J.B. gave me a smug look as he toyed with a pencil. "You overlooked one thing," he explained. "You, my friend, are left-handed. Whereas porfle, as everyone knows, is right-handed."



"But," I sputtered, "I'm NOT left-handed. I'm right-handed, just like porfle."



"Oh," said J.B. "I thought you were left-handed. Well then, let's just call it a lucky guess."



Just then, two burly, armed security guards burst through the door. J.B. stood up and pointed at me. "Get him!" he ordered. "He's a porfle impersonator!"
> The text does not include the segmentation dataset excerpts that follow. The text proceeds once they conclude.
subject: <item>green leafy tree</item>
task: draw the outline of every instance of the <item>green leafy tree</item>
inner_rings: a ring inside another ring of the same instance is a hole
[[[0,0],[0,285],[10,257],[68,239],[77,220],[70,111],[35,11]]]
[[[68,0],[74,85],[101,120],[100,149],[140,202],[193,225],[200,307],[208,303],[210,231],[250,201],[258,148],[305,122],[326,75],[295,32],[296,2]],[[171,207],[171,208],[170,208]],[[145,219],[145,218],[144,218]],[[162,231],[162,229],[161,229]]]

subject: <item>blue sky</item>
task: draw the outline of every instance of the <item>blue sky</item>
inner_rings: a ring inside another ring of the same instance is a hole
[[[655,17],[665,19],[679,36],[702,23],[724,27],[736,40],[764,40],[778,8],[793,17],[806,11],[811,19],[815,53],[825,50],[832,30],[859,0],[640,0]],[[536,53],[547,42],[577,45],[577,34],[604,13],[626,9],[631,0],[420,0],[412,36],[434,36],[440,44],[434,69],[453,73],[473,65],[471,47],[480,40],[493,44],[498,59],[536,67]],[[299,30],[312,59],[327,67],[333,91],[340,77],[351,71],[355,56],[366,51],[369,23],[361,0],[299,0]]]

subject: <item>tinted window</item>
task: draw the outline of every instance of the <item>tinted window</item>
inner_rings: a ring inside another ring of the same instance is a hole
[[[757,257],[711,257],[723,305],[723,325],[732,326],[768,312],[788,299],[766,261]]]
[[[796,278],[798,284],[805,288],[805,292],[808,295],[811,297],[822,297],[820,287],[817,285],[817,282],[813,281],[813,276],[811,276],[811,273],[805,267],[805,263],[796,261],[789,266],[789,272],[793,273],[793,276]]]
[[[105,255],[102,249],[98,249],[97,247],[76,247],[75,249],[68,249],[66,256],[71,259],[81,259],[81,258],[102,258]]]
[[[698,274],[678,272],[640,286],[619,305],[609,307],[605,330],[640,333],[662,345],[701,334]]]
The guards gasped in shock, then advanced with nightsticks and handcuffs at the ready. I sprang from my chair and leapt catlike onto J.B.'s desk. "You'll never take me alive!" I screamed, executing a thrilling kamikaze dive right through the open window. A sudden wave of terrifying vertigo swept through my body as I found myself in mid-air, rushing helplessly toward the ground. Then I landed in some bushes outside of J.B.'s window, which, fortunately, was on the first floor.



More security guards were already pouring out of the front door as I scrambled to my feet and sprinted toward the fabulous porfmobile, which was double-parked in back of a hot dog stand. Leaping into the cockpit, I flicked a switch to activate shields and punched the power-up button. The porfmobile roared to life like a surging beast and made my seat vibrate really hard, which felt awesome. I looked over at Robin, the Boy Wonder, who was pressing buttons on his control panel.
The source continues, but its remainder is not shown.